Method
Our method - Philosophical Enquiry or PhiE - combines a community of enquiry approach with an introduction of academic philosophy and teaching whilst, at the same time, maintaining an accessible level of philosophy for the children. At the heart of our work is a commitment to teaching children how to philosophise: to give them the tools to develop a 'dialogue in one voice'. That is to be able to reflect upon and critically evaluate their own, as well as other people's, thoughts and ideas.
We do this by setting the philosophical arena around which discussions and dialogue take place, we then guide and facilitate the dialogue with teaching strategies that develop philosophical tools and ideas, such as logic; argumentation; falsification; necessary and sufficient conditions; abstract thinking etc. We preserve the autonomy of the children through the use of dialectic and through a process of ‘Emergent Questions’ which come from the children during discussions.

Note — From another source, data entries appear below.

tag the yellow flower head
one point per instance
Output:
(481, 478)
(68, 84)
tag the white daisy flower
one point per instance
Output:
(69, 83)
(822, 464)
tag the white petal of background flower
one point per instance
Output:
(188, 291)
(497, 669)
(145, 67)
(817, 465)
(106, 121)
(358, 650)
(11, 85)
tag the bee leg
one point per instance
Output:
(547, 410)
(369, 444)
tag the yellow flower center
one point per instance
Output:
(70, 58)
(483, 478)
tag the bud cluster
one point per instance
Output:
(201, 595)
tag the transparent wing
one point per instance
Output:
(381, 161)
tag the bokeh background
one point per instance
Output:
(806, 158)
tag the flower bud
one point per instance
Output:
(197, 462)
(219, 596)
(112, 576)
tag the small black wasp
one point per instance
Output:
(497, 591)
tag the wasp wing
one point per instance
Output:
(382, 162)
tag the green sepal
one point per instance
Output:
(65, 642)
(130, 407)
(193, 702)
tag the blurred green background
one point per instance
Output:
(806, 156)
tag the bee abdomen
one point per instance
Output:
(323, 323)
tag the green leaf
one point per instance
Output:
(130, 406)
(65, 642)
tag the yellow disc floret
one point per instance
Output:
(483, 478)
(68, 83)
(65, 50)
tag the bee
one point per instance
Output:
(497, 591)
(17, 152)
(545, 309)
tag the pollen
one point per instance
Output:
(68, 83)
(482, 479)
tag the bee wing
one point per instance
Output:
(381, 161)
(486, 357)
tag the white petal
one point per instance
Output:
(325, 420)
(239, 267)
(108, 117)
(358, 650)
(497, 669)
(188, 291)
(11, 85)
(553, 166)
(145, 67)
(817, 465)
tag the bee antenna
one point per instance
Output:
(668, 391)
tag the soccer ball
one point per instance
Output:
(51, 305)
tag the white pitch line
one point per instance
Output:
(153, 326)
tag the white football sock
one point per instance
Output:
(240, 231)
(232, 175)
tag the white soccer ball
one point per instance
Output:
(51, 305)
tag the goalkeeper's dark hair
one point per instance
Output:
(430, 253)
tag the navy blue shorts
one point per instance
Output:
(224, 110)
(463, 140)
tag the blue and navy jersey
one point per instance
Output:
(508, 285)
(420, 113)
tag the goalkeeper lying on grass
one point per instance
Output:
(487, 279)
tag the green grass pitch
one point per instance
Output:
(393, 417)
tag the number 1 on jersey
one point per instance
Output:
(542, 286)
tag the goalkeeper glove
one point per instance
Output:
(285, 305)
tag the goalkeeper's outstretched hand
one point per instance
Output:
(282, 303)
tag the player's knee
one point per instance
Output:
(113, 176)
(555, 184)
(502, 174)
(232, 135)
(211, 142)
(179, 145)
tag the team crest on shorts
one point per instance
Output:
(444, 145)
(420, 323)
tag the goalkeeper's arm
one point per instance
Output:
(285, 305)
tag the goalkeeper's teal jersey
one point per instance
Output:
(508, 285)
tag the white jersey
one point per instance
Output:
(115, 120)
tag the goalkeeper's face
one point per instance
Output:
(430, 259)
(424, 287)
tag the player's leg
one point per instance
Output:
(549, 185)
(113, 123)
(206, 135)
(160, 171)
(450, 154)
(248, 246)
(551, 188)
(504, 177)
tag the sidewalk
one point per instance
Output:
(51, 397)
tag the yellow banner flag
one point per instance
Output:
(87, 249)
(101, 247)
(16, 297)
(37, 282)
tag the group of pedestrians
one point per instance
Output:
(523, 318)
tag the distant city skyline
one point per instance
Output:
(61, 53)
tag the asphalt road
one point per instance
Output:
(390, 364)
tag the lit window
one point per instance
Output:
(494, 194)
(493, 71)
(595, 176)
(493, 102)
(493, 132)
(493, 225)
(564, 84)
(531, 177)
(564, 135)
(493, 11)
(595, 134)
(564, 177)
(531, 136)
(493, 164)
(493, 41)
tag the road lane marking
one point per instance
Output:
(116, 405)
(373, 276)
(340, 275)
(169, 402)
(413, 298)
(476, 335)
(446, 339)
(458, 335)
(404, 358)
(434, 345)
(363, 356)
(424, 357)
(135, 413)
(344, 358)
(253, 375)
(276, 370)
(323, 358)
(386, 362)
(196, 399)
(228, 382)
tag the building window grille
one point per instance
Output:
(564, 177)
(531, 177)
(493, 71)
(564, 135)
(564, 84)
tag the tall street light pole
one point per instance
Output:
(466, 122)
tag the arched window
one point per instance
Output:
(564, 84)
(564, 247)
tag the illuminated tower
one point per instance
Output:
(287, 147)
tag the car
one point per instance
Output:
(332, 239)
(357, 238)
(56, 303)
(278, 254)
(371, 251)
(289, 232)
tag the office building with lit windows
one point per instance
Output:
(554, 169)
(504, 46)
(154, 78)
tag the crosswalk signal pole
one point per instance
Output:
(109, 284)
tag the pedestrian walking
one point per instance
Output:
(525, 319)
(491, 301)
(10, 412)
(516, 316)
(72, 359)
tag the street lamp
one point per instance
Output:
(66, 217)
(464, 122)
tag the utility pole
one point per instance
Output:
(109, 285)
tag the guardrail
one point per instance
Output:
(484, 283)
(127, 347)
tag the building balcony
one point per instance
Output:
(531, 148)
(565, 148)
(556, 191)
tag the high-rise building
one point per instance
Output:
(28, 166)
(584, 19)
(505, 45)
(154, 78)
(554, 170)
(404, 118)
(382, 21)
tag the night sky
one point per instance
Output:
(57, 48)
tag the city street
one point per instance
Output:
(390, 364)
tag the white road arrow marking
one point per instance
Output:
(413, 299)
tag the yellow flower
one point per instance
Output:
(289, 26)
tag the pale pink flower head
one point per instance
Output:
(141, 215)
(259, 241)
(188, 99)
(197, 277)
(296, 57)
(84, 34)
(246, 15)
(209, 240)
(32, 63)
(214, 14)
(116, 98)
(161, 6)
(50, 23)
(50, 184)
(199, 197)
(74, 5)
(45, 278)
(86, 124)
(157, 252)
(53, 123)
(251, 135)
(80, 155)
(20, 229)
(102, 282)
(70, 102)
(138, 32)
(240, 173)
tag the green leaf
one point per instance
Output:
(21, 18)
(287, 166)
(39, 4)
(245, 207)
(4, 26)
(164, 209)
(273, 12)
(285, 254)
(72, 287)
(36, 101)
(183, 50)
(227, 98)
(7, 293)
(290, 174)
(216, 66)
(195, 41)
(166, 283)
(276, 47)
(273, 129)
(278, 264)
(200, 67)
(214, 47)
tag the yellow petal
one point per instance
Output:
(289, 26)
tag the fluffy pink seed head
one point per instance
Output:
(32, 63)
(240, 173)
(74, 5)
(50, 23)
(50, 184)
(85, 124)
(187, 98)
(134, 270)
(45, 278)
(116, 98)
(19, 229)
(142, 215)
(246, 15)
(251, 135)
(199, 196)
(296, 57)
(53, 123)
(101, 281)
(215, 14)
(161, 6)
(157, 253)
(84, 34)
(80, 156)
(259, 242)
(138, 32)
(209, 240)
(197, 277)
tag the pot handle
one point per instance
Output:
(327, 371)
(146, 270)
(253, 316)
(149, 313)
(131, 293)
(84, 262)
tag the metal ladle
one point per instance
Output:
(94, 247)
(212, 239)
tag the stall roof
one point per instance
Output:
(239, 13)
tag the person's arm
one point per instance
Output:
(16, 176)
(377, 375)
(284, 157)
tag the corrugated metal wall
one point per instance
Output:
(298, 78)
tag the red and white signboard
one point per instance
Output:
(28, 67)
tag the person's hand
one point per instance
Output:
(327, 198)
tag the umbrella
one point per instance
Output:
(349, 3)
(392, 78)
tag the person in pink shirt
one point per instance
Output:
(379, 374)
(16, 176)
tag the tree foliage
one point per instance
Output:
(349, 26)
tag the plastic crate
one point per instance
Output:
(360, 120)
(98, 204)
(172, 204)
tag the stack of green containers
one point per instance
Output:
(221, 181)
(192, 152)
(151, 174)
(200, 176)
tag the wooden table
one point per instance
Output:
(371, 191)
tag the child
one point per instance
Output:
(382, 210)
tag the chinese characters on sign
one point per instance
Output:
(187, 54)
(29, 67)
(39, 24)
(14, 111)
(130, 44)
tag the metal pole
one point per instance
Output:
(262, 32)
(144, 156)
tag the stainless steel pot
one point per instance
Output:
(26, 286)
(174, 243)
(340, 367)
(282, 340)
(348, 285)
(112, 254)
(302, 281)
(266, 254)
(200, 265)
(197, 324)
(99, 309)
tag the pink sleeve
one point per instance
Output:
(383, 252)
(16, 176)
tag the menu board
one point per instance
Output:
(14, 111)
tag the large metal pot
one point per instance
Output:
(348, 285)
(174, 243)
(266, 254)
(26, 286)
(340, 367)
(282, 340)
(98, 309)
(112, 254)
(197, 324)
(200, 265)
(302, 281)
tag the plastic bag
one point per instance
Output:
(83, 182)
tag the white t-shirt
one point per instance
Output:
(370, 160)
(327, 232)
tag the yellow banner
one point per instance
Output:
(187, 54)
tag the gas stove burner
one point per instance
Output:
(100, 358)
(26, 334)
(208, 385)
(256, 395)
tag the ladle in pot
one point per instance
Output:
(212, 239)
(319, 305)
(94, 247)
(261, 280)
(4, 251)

Michael Hand, reader in philosophy at the Institute of Education, and editor of ‘Philosophy in Schools’ has said that there have been 2 models of doing philosophy in schools and neither was adequate. The first is, what he calls, the 'Great Books Model’: the study of classical texts, and the other is the 'Circle Time Model’, where the children generate their own questions and the teacher becomes a co-enquirer. He has called our method the ‘Third Way’: “It draws on the strengths of the other two models. Children do not study philosophical texts, but they encounter key ideas, arguments and puzzles from the canon of Western philosophy: the Ship of Theseus and the Ring of Gyges, Locke’s ‘voluntary prisoner’ and Mill’s ‘satisfied pig’, the Rawlsian ‘veil of ignorance’ and the Turing Test of artificial intelligence. Children are not left to pursue their own questions without direction, but there is a strong emphasis on exploratory discussion and dialogue…[the PhiE Model is] a significant contribution to educational theory.”
It is the job of our specialist philosophy teachers to identify and draw out from the children philosophical material, and to encourage them to adopt a philosophical attitude. Our aim is to cultivate the habit of thinking and we do not believe that this will come about simply by giving them the opportunity to think. Like anything else it needs to be learnt. So the facilitation should include teaching and guidance. Philosophy is not something that can be learnt by being told a list of propositional facts about what it is, it is best learnt by modelling. In other words, the children will learn how to do philosophy best by seeing it done well on a regular basis by a skilled philosophy teacher.
We envision a future where many, if not all, schools in the UK have a resident philosopher: a specialist philosophy teacher who works closely with the school to provide philosophy sessions for the children and training for the teachers in areas such as questioning, thinking and discourse skills.